A member of a strong Cycling Ulster team going into Rás Tailteann, Lindsay Watson already has six wins to his name in road races this year and would love a stage in Ireland's premier stage race for men. Last year he got a taste of stage race victory on the home scene when he won Kerry Group Rás Mumhan overall after going into yellow by claiming the opening stage. He knows Rás Tailteann is a step up but says he would love a victory.
Watson (Powerhouse Sport) also told stickybottle he believes the Rás will get progressively harder each season, including this week's edition being tougher than last year. That means there's no better time than this week to take a win, but he also goes in with his eyes wide open. He knows what to expect: brutality.
"It's hard to know with the Rás and every year now going forward it's going to get harder as it starts to attract more foreign teams again. With that mixture of provincial teams, national team, trade teams… it's hard to get a domestic team that's really, really strong."
Watson said the Cycling Ulster team last year was "especially strong" - himself, Matt Teggart, John Buller, Darnell Moore and Gareth O'Neill. However, Teggart is not in the same type of form this year - after a recalibration when his UK Continental collapsed in recent weeks. Buller and O'Neill are riding the race for their UK elite team, PB Performance.

This year Watson is part of an UIster team that includes Conor Halvey, Jamie Meehan, Mitchell McLaughlin and Nathan Mullan. He believed that was still a very strong selection and, perhaps, it may benefit them not to be looked upon by everyone else as one of the strongest teams in the race, the way last year's line-up was, with all the pressure that comes with that.
"For me, I've always said I'd love a stage win," he said. "So, yeah, that's something I'll go after. I think the overall, as nice as it would be, it will be a tricky one, it really will."
Watson opened his account with a win in the John Haldane Memorial on the second weekend of the season, followed by the PJ Logan Road Race two weeks later. There followed victory in the Killinchy GP on the first weekend in April and then the Mid Ulster GP and Lakeland GP on consecutive days on the penultimate weekend in April, followed by the Sean Lynch Memorial the weekend before last.
While he is a seasoned competitor, and a proven winner in both road races and TTs even before this season, his run of form so far in 2023 has been impressive. He has been aggressive and been able to win via sprints from breakaways or with very long solo efforts.

Strangely, he says his form is perhaps a product of being forced to train indoors for months over the winter, up to the start of the season and even in recent weeks.
"I got hit by a car last year and I did a lot of damage to my elbow," he said. "So, of the back of that, a lot of my training was indoors. It was really only late January… that was my first time getting back out onto the road again. I'm still, I suppose, suffering from it. After a big weekend of riding on the road, I'm sore. So I'm still doing a lot of my training indoors through the week."

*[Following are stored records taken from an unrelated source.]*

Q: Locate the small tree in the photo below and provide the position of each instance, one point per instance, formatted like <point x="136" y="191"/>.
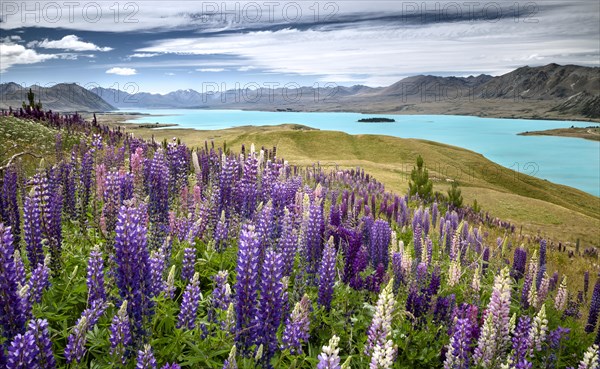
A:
<point x="420" y="184"/>
<point x="454" y="196"/>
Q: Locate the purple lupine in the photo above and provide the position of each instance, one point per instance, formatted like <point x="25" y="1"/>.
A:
<point x="32" y="230"/>
<point x="10" y="209"/>
<point x="120" y="335"/>
<point x="268" y="316"/>
<point x="132" y="275"/>
<point x="75" y="348"/>
<point x="38" y="282"/>
<point x="157" y="269"/>
<point x="22" y="352"/>
<point x="541" y="264"/>
<point x="12" y="318"/>
<point x="327" y="275"/>
<point x="586" y="283"/>
<point x="38" y="328"/>
<point x="297" y="327"/>
<point x="95" y="277"/>
<point x="189" y="306"/>
<point x="594" y="308"/>
<point x="145" y="359"/>
<point x="417" y="242"/>
<point x="246" y="288"/>
<point x="519" y="262"/>
<point x="188" y="264"/>
<point x="221" y="297"/>
<point x="521" y="344"/>
<point x="494" y="337"/>
<point x="381" y="234"/>
<point x="313" y="246"/>
<point x="287" y="243"/>
<point x="459" y="348"/>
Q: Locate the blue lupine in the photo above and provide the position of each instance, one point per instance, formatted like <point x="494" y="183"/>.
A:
<point x="246" y="288"/>
<point x="95" y="277"/>
<point x="297" y="327"/>
<point x="381" y="234"/>
<point x="12" y="318"/>
<point x="189" y="305"/>
<point x="120" y="335"/>
<point x="32" y="230"/>
<point x="38" y="328"/>
<point x="145" y="359"/>
<point x="327" y="275"/>
<point x="22" y="352"/>
<point x="188" y="264"/>
<point x="271" y="302"/>
<point x="133" y="268"/>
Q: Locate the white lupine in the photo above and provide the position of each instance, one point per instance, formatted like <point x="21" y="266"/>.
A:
<point x="329" y="357"/>
<point x="381" y="327"/>
<point x="560" y="300"/>
<point x="539" y="329"/>
<point x="454" y="272"/>
<point x="590" y="358"/>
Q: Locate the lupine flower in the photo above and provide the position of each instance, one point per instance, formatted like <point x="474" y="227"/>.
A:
<point x="120" y="335"/>
<point x="170" y="284"/>
<point x="327" y="275"/>
<point x="329" y="357"/>
<point x="38" y="328"/>
<point x="454" y="272"/>
<point x="221" y="297"/>
<point x="230" y="362"/>
<point x="189" y="261"/>
<point x="560" y="301"/>
<point x="380" y="240"/>
<point x="521" y="346"/>
<point x="145" y="359"/>
<point x="189" y="305"/>
<point x="459" y="346"/>
<point x="271" y="302"/>
<point x="95" y="277"/>
<point x="75" y="348"/>
<point x="133" y="268"/>
<point x="539" y="329"/>
<point x="495" y="334"/>
<point x="32" y="230"/>
<point x="378" y="341"/>
<point x="246" y="288"/>
<point x="297" y="327"/>
<point x="22" y="352"/>
<point x="590" y="358"/>
<point x="39" y="281"/>
<point x="12" y="318"/>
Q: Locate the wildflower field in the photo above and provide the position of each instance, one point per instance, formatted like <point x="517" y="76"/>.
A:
<point x="117" y="252"/>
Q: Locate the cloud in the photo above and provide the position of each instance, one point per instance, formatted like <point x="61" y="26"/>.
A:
<point x="143" y="55"/>
<point x="122" y="71"/>
<point x="69" y="42"/>
<point x="208" y="70"/>
<point x="14" y="54"/>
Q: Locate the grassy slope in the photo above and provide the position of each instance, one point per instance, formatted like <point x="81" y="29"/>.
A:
<point x="555" y="211"/>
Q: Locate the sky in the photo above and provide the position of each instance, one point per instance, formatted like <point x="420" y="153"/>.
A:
<point x="162" y="46"/>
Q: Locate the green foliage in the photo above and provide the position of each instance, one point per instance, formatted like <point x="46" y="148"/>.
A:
<point x="420" y="184"/>
<point x="454" y="196"/>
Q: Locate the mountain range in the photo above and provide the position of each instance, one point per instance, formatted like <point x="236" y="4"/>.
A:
<point x="551" y="91"/>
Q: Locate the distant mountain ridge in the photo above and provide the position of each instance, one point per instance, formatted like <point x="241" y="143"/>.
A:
<point x="569" y="92"/>
<point x="60" y="97"/>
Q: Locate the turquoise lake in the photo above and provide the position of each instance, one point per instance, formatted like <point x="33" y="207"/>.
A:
<point x="573" y="162"/>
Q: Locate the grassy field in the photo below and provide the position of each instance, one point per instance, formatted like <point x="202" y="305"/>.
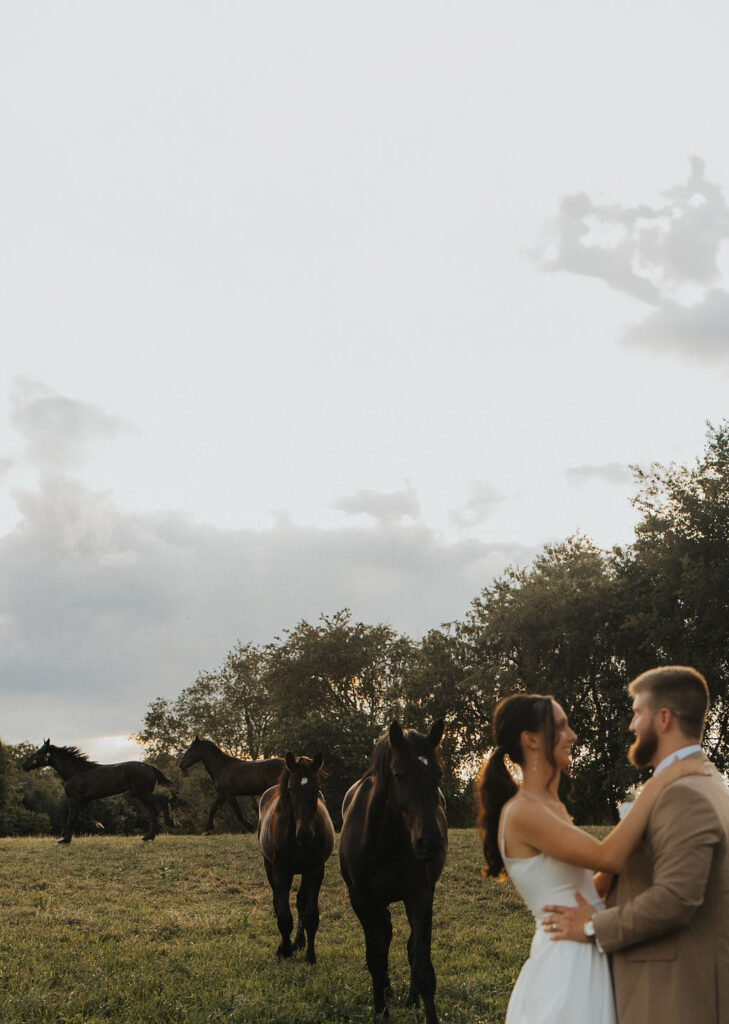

With so much of his training being done on the home trainer, he believed the quality of those efforts - the precise way he could measure the efforts and never wasting any time - has likely resulted in his good form in recent months.
"I'm working nearly 10 hours a day," said Watson, who works as an engineer when he's not training, racing or tinkering around with his bikes. "So it's 5 o'clock starts," he explains of rising very early to hit the home trainer.
"I may do 1½ hours in the morning indoors, easy. And then my sessions during week are usually done with a bit of intensity - tempo, sweetspot type intervals… intensity maybe two or three times a week.
"The mornings would be low intensity, easy. But it all adds up; that extra hour or so in the morning really helps. It's a case of up every morning an 5 to do at least an hour. I'm that busy with work it's the only way I can squeeze in volume through the week - accumulate that time in the morning on top of 1½-2 hours in the evenings."
Whether that will be enough, and a working man can still win a stage on the Rás, will soon become clear as the race kicks off tomorrow for five stages of action.